Publications by Angela Johnson
Using achievement data from fall and spring of grades K-8 for 840,000 students in 8,800 public schools, this study provides novel evidence on how achievement and growth differ between rural and nonrural schools. Rural students start kindergarten slightly ahead of nonrural students but fall behind by middle school. The divergence is driven by larger summer losses for rural students. In both rural and nonrural schools, Black–White achievement gaps widen during the school year.
This report examines the academic impact of the COVID-19 pandemic on Black, Indigenous, and people of color (BIPOC) students, with the goal of documenting achievement trends to provide leaders and policymakers with evidence to guide action to address educational inequities for BIPOC students.
Supporting COVID-19 recovery for students with disabilities: Research findings, policy recommendations, and lessons from the ground
In this webinar by the Alliance for Excellent Education, NWEA, and the National Center for Learning disabilities, learn about recent research on academic growth for students in special education before the pandemic and implications for policies and practices designed to spur COVID-19 recovery.
New research examining academic achievement and growth of students in special education and their peers who were never in special education during each school year and summer in grades K-4 shows that students with disabilities grow as much or more academically during the school year than their peers without disabilities during some years, but that steeper summer learning losses for students with disabilities contribute to widening disparities.
This study compares within- and across-years academic growth for students who were ever in special education (ever-SPED) to students who were never in special education (never-SPED) in grades K-4. Ever-SPED students grew more in math and reading than never-SPED students during many school years, but lost more learning during every summer than their peers, leading to expanding disparities. These findings suggest that summer learning opportunities are crucial for improving educational outcomes for students with disabilities.
This study identifies students’ academic trajectories in the middle grades relative to a set of college readiness benchmarks. We apply math and reading college readiness benchmarks to rich longitudinal data for more than 360,000 students across the nation. Student-level and school-level demographic characteristics significantly predict academic trajectories.

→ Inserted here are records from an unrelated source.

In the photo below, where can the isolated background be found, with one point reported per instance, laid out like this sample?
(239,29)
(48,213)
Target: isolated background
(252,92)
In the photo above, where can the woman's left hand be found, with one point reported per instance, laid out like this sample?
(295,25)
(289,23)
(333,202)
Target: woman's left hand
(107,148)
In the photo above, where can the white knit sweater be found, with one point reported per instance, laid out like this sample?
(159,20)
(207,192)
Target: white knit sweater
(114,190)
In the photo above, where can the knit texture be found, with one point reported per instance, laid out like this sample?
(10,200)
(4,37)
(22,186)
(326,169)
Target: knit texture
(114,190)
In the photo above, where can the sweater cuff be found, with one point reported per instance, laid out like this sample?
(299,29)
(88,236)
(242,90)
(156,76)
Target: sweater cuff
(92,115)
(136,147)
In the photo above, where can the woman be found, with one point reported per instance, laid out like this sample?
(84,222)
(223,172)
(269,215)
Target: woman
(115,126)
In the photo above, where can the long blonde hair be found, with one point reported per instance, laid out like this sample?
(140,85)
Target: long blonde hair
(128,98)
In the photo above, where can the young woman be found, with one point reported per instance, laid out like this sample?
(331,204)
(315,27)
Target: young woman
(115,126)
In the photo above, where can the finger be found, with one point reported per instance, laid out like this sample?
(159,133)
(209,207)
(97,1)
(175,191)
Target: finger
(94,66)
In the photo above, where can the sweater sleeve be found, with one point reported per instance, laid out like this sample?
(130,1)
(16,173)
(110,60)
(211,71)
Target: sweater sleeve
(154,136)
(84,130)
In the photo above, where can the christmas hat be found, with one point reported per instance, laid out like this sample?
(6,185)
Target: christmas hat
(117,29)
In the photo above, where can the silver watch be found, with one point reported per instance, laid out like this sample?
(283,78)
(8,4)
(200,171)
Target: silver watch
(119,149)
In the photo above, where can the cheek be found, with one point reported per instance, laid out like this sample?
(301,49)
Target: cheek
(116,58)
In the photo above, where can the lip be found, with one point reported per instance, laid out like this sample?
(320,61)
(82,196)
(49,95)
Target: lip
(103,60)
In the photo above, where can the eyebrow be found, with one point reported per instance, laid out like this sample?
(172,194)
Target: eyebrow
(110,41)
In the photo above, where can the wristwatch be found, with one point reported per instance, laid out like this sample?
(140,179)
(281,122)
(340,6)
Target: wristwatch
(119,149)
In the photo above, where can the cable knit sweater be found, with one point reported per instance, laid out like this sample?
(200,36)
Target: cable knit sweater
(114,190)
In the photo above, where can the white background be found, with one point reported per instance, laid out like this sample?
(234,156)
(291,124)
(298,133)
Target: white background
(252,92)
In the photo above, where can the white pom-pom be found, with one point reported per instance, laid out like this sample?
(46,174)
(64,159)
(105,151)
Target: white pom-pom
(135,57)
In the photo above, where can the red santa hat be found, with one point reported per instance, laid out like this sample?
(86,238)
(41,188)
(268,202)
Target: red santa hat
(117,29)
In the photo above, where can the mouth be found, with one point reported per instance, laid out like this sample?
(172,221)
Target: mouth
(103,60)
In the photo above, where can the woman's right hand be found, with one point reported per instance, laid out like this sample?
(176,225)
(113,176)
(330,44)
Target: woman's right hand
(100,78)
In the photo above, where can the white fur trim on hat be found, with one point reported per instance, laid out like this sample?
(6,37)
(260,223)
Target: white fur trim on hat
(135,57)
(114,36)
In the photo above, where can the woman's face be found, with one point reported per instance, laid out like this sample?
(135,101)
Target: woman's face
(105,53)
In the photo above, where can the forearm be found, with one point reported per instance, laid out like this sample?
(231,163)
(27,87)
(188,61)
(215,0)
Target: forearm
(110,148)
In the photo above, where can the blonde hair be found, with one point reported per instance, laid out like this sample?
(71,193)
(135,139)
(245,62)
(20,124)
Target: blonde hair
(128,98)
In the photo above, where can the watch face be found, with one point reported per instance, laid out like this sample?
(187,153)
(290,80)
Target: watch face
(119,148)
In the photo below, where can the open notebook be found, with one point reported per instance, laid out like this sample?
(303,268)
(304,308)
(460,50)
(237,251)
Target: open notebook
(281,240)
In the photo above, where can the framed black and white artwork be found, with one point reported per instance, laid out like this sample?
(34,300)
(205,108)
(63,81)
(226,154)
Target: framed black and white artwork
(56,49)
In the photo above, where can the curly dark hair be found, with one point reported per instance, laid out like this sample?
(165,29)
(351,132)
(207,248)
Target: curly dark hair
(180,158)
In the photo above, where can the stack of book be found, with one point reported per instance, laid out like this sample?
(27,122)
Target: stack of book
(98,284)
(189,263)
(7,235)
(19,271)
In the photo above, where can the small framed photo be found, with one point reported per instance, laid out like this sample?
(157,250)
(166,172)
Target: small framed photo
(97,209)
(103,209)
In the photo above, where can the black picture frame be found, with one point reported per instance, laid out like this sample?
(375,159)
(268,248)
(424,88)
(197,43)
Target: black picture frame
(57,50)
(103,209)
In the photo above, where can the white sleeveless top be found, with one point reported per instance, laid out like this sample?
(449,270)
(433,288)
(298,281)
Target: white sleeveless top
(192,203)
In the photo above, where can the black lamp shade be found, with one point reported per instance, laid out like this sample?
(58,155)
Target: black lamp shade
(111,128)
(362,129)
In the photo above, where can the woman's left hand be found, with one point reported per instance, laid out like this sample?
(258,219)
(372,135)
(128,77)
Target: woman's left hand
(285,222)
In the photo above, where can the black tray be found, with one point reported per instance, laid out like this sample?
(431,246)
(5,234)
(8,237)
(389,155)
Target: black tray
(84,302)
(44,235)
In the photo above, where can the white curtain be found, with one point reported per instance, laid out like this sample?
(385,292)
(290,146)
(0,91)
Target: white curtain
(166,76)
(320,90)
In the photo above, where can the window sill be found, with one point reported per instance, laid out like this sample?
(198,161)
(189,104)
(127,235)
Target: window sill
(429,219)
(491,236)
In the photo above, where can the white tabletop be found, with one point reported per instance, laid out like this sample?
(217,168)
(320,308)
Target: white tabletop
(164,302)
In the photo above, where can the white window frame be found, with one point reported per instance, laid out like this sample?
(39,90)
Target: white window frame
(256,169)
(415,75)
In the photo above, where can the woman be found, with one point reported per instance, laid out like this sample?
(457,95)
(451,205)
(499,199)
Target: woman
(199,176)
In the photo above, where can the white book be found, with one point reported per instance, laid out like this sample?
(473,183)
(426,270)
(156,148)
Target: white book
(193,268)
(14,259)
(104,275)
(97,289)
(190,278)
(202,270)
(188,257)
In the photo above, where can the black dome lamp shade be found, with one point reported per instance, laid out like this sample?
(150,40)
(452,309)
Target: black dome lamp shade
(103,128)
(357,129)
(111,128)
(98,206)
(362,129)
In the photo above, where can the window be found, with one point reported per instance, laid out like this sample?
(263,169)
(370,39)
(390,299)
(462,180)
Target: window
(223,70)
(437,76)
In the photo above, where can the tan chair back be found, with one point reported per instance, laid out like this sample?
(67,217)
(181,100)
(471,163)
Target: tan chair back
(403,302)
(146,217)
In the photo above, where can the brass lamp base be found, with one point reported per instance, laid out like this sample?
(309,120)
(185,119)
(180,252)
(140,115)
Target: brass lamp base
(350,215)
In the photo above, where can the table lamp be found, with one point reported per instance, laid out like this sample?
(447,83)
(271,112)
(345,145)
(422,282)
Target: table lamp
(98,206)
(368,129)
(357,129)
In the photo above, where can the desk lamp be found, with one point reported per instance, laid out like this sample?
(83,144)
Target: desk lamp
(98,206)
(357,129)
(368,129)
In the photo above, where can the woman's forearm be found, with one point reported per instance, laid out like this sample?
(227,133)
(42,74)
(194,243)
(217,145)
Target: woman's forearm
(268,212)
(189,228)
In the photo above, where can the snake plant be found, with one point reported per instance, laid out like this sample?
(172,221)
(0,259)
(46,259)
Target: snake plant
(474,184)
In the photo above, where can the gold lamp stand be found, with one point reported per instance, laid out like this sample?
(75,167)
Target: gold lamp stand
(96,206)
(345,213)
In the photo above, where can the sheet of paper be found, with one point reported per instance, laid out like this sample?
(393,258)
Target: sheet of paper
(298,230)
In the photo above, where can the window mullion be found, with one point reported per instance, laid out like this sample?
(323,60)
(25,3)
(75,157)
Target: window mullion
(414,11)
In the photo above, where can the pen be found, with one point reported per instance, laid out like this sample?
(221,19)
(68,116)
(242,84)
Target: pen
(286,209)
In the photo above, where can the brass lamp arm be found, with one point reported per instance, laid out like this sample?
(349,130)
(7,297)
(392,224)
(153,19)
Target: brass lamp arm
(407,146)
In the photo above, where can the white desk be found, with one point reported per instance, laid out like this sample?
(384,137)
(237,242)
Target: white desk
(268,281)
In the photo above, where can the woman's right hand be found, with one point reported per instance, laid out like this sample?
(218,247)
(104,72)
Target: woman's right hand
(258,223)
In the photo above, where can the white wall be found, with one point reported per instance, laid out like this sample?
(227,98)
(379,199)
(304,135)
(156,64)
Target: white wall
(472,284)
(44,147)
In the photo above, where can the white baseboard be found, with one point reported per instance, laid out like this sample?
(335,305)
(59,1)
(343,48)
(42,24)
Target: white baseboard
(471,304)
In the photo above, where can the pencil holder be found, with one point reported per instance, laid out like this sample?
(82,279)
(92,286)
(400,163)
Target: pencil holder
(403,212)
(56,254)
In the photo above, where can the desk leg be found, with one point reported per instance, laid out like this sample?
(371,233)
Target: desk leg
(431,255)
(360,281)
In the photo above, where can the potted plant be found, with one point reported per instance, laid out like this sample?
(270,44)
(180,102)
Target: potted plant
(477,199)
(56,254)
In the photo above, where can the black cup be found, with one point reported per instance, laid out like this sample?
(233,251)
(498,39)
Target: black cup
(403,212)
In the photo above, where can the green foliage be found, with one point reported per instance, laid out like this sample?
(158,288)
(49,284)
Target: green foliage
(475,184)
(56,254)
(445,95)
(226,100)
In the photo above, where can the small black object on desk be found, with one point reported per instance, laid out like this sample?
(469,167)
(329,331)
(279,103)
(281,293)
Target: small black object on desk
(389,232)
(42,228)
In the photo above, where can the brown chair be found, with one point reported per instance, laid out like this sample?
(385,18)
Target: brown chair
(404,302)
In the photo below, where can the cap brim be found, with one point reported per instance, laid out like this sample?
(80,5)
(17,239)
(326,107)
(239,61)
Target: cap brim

Among the many ways in which schools are being transformed by the COVID-19 pandemic, the change in kindergarten enrollment is likely to have important consequences in classrooms across the nation. Because the academic and nonacademic skills students develop in their preschool and early elementary school years are foundational to important longer-term outcomes, understanding these changes and finding ways to effectively support our youngest students’ learning is critical for educators and leaders. Drawing on recent research, we offer four timely considerations for district, school, and classroom leaders.